# Click-Pen Jumping Forum Open



## dChan (May 16, 2007)

Alright I was bored so I formulated this contest. Get your favorite and best click-pen and see how how you can make it jump! How?! Just click it so that the pen is out then press the end of the pen where the clicker is against the table and let it go! Measure in inches how high it jumps! The winner is the one who makes their's jump the highest.

Events
High Jump- self explanatory- make it jump the highest you can! 
Long Jump- how far can your pen go? the same as the high jump but this time measure distance it travelled from its original position when it lands.

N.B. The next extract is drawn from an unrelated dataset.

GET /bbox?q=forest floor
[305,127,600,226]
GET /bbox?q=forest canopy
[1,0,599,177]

Rules: Do no in any way physically help the pen jump. You may direction the pen or stretech its spring but you may NOT THROW IT! The pen only recieves help by you standing it up and pushing it down and then letting go of it so it may launch.

Winner gets bragging rights and the Forum SmartGuy Award. Now lets get clicking!

Make sure to take an average of 5/7 jumps discarding your highest/longest and shortest/lowest attempts.


----------



## dChan (May 16, 2007)

I guess I'll give my results first. Here they are in inches

Click-Pen High Jump Avg. 10.8 in
10,(9),(12),11,12,10,11


----------



## pjk (May 16, 2007)

How do you measure how high it goes accurately?


----------



## dChan (May 16, 2007)

Well not accurately. I just put the reuler right next to the pen and I look at which point it passes. This is why I don't have any 9 and 1/2s or such. I just take the inch it passed as its record. If you can do better measuring then its fine with me if you do 1/2 etc. One bit of advice though: stretch out your spring real good and you'll get super high jumps.


----------